Rilke ve Ayet'ül Kübra

Rilke.. Ömrünü 'ölümün anlamını kavramaya, onu hayata eklemeye' harcayan, arayışlar ve yalnızlıklar şairi...

-bir yağmura benzer yalnızlık.. kentin üstüne düşer göklerden-

Yalnızların içinde, okyanuslar kadar derin karanlıklar vardır. Yalnızlar bu karanlıklara korkmadan girer, derinliklerine gömülür ve içlerindeki nuru, sonsuzluğu keşfeder. 'Militan yalnızlık, kutsal yalnızlık' diyor Rainer Maria Rilke ve yalnızlığını gittiği her yere götürüyor!

"Her şey içimde, daha derinlere gidiyor ve evvelce sonu varmış gibi göründükleri yerde kalmıyorlar."

ÇİLE VE MERHAMET..

Doğumu da, ölümü de Aralık ayında.(1875-1926) Kimler, neler etkilemedi ki onu!
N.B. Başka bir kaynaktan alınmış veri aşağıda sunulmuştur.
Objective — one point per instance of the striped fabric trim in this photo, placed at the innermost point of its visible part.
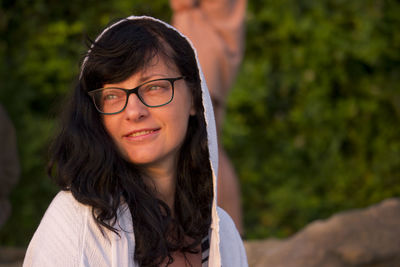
(205, 250)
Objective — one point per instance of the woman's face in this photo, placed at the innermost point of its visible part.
(152, 137)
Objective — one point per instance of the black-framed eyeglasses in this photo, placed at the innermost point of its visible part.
(154, 93)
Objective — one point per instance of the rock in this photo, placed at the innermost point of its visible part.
(364, 238)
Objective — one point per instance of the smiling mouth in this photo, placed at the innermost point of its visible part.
(144, 132)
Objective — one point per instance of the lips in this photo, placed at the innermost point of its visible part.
(142, 132)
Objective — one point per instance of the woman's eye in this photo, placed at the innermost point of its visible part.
(110, 97)
(154, 88)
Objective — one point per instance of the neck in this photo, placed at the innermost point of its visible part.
(164, 182)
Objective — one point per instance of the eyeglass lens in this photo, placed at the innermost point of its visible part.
(154, 93)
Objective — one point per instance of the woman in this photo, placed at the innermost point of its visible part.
(136, 159)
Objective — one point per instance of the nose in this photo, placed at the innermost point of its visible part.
(135, 109)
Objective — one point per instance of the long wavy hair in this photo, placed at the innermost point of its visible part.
(85, 160)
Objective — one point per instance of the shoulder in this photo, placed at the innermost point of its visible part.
(59, 237)
(231, 244)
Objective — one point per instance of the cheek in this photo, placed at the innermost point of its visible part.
(110, 125)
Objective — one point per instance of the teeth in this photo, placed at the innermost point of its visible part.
(140, 133)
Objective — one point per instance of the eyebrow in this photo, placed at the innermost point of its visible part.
(151, 77)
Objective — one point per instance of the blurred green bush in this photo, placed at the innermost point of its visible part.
(312, 122)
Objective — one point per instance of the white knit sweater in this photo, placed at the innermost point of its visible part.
(68, 236)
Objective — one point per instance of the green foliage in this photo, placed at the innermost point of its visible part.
(311, 124)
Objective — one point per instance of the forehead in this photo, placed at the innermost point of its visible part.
(158, 65)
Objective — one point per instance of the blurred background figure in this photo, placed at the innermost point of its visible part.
(216, 29)
(9, 165)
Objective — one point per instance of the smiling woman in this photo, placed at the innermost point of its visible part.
(136, 159)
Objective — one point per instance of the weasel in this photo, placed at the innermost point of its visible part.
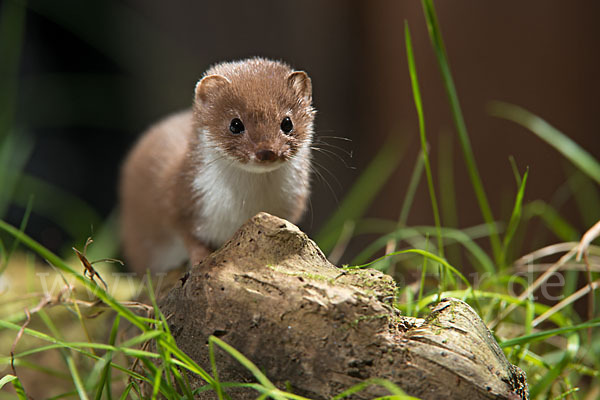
(193, 178)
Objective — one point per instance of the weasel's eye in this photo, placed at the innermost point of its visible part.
(236, 126)
(287, 125)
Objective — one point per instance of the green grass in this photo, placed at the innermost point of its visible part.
(558, 347)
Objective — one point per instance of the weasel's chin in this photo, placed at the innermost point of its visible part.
(260, 168)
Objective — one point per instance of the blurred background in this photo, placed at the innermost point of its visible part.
(82, 79)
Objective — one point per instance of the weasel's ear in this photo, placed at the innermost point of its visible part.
(209, 86)
(301, 84)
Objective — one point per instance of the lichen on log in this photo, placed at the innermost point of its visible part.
(271, 293)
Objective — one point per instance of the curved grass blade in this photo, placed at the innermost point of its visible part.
(513, 223)
(537, 336)
(459, 122)
(419, 106)
(16, 385)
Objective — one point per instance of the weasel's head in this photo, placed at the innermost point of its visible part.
(256, 112)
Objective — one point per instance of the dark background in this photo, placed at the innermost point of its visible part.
(94, 74)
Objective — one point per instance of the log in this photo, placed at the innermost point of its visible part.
(271, 293)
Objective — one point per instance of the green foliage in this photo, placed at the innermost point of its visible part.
(555, 345)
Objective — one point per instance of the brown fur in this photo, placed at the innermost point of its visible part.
(159, 202)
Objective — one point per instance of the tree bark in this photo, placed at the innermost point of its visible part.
(270, 293)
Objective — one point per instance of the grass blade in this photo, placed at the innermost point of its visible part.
(567, 147)
(362, 193)
(537, 336)
(513, 223)
(21, 395)
(459, 122)
(419, 106)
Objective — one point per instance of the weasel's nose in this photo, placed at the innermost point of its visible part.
(266, 155)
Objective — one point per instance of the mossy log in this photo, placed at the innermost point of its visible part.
(270, 293)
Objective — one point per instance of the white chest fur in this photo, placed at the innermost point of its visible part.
(230, 195)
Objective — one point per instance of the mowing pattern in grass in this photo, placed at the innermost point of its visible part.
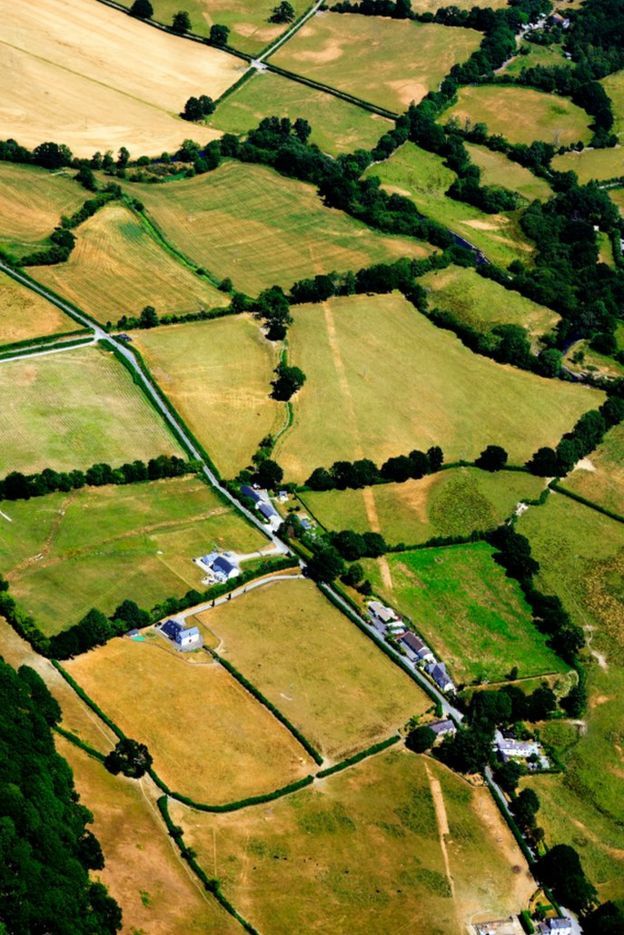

Duygulu bir baba, hırçın bir anne.. 9 yaşındayken anne babasının ayrılması..

Salome, Tolstoy, Rodin, Cezanne... 'Cehennem' dediği askeri okul.. hastalık, yalnızlık, gurbet, yolculuk..

Rusya seyahatleri.. sert ve vahşi iklimi, uzayıp giden stepleri, sınırsız ufukları, alabildiğine girift ve derin, dindar, yalnız ve çilekeş insanları Rilke'yi büyüledi adeta.

Fakirlere, dilencilere, zavallılara ve hastalara karşı duyduğu merhamet ve yakınlık Tolstoy'u tanışmasıyla başladı. Dönerken, yüreği ulvi duygulara ve zihni ise mistik düşüncelere açılmıştı.

'DÜŞÜNEN ADAM..'

Paris'te, 'Düşünen Adam' heykeliyle meşhur Rodin'in yanında çalışmaya başlaması ruhunda bambaşka ufuklar açtı. Rodin ve ressam Cezanne'den, eşyaya tefekkürle bakmayı ve arkasındaki hakikati görmeyi, tabiatta çirkin bir şeyin olmadığını; hayatın sırlarının burada gizlendiğini öğrendi.

Rodin, bir ağacın önünde sessizce, saatlerce duruyor.. içine sindirinceye kadar derin derin, bıkmadan, usanmadan bakıyordu. Bu Rilke'yi derinden etkiledi.

Rilke de güneşin doğuşu, kuşların ötüşü, derelerin ezgiler söyleyerek akışı, ormanlar, kır zambakları, geceleyin yıldızların görünüşü karşısında büyüleniyordu. Durmaksızın düşünüyor, hayretle ve hayranlıkla gözlemliyordu.

'GÖRMEYİ ÖĞRENİYORUM..'

O varlığı sadece gözleriyle değil, bütün hücreleri ile görmek istiyordu. "Görmeyi öğreniyorum. Evvelce varlığından hiç haberdar olmadığım bir iç âlemim var" diyordu.

Gördüğü her şey onda heyecan uyandırıyor, görünenin arkasında gizlenen, görünmeyeni bulmak, ele geçirmek, yaşamak, kendine katmak istiyordu. Mesele, farklı şeyleri görmekten ziyade; şeyleri farklı görebilmekti!

Emerson'un "Şair, gören insandır. Güzel, insanın evrensel kaderine karışmıştır. Gerçek gibi güzel de, ancak görülebilen, bütün güzelliğine râm olana görünür" sözü Rilke'de tecelli etmişti sanki.